Hypnotisch teuflisch Neusprech II

Wie der Leser richtig vermutet, nimmt Boualem Sansal bereits im Titel seines in deutscher Übersetzung kürzlich erschienenen Romans 2084 Das Ende der Welt (kurz: 2084) Bezug auf den Orwell-Roman 1984. Dann, in einem der Geschichte voran­gestellten Hinweis, warnt er den Leser. Er möge sich davor hüten, diese für wahr zu halten. Es gäbe keinen Grund dafür zu glauben, dass eine Welt wie die darin beschriebene in Zukunft existieren werde, "so wenig wie die von Meister Orwell vorgestellte Welt des Big Brother ..." Es bedarf wenig Phantasie, gerade wegen dieses Hinweises, eine Mahnung herauszulesen, die auf gefährliche Tendenzen in der realen Gegenwart verweist.

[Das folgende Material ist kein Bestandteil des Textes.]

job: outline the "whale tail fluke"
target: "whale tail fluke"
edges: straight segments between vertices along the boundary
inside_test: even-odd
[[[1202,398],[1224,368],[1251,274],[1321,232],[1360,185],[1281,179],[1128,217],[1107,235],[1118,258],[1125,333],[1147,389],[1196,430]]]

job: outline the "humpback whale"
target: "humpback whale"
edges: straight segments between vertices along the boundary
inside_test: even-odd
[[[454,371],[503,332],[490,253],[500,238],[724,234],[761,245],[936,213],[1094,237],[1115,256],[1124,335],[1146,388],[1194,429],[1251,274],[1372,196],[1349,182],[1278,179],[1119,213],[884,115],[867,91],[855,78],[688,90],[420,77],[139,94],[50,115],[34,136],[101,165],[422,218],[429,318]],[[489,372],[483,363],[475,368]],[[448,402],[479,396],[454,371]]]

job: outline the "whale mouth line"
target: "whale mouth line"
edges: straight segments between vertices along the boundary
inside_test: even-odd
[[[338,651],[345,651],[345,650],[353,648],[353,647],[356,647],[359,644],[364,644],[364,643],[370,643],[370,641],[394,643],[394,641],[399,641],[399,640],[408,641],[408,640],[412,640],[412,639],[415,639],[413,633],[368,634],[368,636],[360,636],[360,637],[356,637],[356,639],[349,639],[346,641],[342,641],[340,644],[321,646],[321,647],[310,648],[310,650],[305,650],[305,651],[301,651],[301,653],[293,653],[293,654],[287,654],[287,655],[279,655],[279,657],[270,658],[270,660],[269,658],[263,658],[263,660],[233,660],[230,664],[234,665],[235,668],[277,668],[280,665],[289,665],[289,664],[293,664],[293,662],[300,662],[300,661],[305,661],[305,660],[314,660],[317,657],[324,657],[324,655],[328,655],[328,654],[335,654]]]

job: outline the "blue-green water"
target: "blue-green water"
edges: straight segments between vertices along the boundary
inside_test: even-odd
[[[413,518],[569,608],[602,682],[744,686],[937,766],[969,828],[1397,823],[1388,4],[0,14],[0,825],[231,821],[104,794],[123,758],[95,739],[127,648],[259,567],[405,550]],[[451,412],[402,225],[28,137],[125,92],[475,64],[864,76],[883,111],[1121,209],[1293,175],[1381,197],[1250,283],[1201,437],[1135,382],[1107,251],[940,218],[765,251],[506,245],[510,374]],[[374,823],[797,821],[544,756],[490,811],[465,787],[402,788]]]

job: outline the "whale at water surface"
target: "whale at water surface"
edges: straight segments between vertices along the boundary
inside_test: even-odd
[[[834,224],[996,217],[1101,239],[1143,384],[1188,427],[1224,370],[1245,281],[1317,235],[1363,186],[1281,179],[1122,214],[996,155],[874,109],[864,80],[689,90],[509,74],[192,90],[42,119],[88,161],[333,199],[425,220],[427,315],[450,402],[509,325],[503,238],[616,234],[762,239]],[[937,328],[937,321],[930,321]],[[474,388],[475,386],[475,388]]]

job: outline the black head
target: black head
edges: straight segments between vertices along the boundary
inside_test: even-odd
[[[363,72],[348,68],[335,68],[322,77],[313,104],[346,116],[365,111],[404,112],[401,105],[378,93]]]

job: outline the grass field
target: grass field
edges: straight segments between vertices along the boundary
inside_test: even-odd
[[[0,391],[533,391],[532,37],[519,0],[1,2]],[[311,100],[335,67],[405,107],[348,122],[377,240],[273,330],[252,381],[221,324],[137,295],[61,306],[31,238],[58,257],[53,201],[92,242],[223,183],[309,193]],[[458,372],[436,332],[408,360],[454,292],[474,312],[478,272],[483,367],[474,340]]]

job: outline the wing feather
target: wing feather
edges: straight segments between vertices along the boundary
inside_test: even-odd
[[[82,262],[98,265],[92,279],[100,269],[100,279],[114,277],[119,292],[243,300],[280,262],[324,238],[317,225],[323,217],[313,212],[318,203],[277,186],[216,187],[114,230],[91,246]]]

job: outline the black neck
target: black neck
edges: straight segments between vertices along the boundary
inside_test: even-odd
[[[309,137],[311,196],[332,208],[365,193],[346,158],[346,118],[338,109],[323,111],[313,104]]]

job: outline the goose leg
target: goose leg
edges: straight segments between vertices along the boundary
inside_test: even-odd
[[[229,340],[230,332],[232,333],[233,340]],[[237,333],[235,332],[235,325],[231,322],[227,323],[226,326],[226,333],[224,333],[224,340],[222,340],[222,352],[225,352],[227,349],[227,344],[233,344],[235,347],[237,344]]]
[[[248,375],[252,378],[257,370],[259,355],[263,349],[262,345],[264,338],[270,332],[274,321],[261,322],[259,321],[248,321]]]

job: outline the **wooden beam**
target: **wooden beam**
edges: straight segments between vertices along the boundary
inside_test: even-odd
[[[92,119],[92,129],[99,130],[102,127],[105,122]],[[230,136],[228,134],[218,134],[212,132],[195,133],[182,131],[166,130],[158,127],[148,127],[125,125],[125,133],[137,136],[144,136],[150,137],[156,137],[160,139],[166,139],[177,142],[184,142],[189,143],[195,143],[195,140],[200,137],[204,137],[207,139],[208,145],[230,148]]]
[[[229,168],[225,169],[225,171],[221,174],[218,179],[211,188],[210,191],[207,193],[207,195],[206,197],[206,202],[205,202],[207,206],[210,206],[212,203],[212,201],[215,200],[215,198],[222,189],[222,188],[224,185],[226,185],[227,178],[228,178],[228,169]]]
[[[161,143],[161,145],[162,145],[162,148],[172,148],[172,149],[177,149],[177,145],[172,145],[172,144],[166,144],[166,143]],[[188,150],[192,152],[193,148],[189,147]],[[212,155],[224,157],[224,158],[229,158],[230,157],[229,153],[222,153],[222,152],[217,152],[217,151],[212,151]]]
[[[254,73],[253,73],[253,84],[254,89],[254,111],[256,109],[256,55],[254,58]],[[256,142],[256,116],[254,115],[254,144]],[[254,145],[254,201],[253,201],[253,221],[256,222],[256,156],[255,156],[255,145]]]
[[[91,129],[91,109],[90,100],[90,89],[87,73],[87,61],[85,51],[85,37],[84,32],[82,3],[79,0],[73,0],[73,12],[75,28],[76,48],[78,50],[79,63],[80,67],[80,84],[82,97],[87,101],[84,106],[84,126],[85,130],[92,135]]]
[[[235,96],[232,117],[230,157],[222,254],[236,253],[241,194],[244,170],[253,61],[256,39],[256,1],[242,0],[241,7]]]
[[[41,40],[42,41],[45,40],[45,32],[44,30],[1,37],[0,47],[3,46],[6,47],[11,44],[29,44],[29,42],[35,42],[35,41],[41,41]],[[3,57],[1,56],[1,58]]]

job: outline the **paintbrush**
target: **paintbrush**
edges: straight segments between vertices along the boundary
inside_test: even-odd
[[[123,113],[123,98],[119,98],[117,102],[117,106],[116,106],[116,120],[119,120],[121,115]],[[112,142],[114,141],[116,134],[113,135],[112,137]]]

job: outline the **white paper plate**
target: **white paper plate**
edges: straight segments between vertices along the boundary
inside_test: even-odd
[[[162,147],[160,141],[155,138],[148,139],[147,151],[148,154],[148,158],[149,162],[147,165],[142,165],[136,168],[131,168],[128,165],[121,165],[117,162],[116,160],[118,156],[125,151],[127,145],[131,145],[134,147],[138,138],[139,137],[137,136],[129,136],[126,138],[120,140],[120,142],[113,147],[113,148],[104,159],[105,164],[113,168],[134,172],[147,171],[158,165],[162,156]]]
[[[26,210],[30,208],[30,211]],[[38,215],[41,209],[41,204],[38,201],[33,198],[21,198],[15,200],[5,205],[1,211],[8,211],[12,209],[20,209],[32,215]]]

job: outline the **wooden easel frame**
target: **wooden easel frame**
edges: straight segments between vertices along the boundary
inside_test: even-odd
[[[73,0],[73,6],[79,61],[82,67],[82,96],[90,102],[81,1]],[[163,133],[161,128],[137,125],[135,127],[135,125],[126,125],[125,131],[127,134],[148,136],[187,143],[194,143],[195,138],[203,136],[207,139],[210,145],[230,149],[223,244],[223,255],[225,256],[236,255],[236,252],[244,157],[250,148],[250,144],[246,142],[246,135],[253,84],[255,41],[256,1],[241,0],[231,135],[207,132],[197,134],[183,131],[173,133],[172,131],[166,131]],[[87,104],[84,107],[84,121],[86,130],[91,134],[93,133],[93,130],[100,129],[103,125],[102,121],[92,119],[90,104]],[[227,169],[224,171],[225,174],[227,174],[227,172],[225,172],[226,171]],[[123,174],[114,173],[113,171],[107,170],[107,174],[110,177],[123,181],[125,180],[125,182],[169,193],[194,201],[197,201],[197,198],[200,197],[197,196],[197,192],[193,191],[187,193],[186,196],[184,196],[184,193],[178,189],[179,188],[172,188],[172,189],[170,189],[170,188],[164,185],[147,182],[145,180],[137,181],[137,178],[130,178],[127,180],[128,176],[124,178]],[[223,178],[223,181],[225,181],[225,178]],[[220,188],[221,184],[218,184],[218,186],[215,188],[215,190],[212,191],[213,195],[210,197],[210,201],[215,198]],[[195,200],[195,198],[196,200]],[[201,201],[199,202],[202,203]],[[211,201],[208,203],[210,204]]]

Weitere Parallelen zwischen beiden Werken ließen sich anführen. Eines der hervor­stechendsten Merkmale besteht in der Entwicklung einer fiktiven Sprache, hier wie da Neusprech genannt, wobei im vorliegenden Roman mit Abilang die Bezeichnung konkretisiert wird. Den beiden Neusprechs gemeinsam ist die prägnant-knappe Ausdrucks­weise. In 2084 wird zudem für ihre Einführung eine religiöse Begründung mitgeliefert: Erhabenheit, Würde und Über­legenheit der neuen Religion, in deren Zentrum Yölah der alleinige Gott und sein Entsandter Abi stehen, dürften nicht mit einer über­kommenen Sprache beschmutzt werden. Und was hat die Sprache Abilang sonst zu bieten? Hypnotische Macht wird ihr ebenso zugeschrieben wie teuflischer Charme, durchaus zweck­dienliche Herrschafts­instrumente. Ihre Ausdrucks­möglich­keiten jedoch sind begrenzt, ihre Wörter mehr­heitlich einsilbig, wie der Name des Propheten: Abi, des Prota­gonisten: Ati, seines Freundes: Koa usw. usf; nicht einsilbig ist der allmächtige Gott Yölah, dessen Worte im Gkakul verzeichnet sind, sodass sie in der Mockba den Gläubigen verkündet werden können. Der ernste Hinter­grund hindert den vielfach geehrten algerischen Autor nicht daran, seine Geschichte mit viel Humor zu erzählen.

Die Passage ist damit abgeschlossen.